James Evans discusses the topics covered in his lecture “Choosing the Next Experiment: Tradition, Innovation, and Efficiency in the Selection of Scientific Ideas”

What factors affect a scientist’s choice of research problem? Qualitative research in the history, philosophy, and sociology of science suggests that the choice is shaped by an “essential tension” between a professional demand for productivity and a conflicting drive toward risky innovation. We examine this tension empirically in the context of biomedical chemistry. We use complex networks to represent the evolving state of scientific knowledge, as expressed in digital publications. We then build measurements and a model of scientific discovery informed by key properties of this network. Measuring such choices in aggregate, we find that the distribution of strategies remains remarkably stable, even as chemical knowledge grows dramatically. High-risk strategies, which explore new chemical relationships, are less prevalent in the literature, reflecting a growing focus on established knowledge at the expense of new opportunities.

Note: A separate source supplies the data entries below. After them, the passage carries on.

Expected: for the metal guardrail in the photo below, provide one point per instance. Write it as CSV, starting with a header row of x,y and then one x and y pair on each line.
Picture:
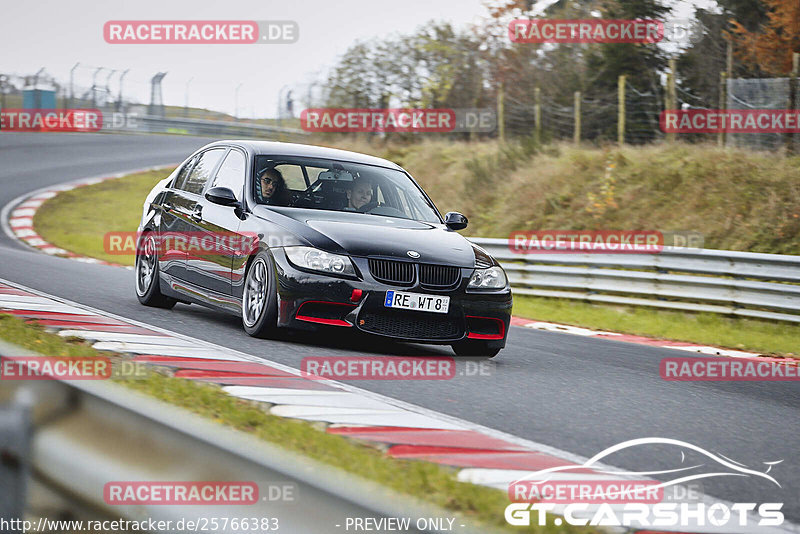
x,y
728,282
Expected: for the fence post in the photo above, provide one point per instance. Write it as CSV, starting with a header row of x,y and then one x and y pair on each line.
x,y
621,110
501,117
791,137
723,104
537,115
672,96
576,134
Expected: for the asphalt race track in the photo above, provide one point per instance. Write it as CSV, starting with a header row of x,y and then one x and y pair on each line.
x,y
576,394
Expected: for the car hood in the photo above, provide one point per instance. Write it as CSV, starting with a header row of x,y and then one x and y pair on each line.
x,y
360,234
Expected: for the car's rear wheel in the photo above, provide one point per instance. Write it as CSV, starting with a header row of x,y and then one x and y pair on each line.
x,y
148,289
476,348
259,297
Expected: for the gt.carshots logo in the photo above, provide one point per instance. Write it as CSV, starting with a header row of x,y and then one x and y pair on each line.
x,y
585,31
377,120
593,493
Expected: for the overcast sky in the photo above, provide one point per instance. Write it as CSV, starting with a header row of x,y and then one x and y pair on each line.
x,y
56,34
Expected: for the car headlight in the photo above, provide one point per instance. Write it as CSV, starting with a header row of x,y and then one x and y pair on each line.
x,y
491,278
319,260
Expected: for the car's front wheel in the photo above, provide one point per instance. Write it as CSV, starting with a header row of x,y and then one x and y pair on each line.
x,y
473,347
259,297
148,289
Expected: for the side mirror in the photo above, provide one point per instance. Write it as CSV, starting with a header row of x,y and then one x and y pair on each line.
x,y
222,196
455,221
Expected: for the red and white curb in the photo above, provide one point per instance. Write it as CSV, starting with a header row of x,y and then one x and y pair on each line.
x,y
484,456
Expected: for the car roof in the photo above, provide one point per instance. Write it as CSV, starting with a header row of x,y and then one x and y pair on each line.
x,y
275,148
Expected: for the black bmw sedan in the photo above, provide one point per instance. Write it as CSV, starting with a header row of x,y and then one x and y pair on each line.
x,y
289,235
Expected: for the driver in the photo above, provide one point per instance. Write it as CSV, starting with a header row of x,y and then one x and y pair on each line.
x,y
359,194
273,188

Research following a risky strategy is more likely to be ignored but also more likely to achieve high impact and recognition. While the outcome of a risky strategy has a higher expected reward than the outcome of a conservative strategy, the additional reward is insufficient to compensate for the additional risk. By studying the winners of major prizes, we show that the occasional “gamble” for extraordinary impact is the most plausible explanation for observed levels of risk-taking. To examine efficiency in scientific search, we build a model of scientific discovery informed by key properties of this network, namely node degree and inter-node distance. We infer the typical research strategy in biomedical chemistry from 30 years of publications and patents and compare its efficiency with thousands of alternatives. Strategies of chemical discovery are similar in articles and patents, conservative in their neglect of low-degree, distant or disconnected chemicals, and efficient only for initial exploration of the network of chemical relationships. We identify much more efficient strategies for maturing fields.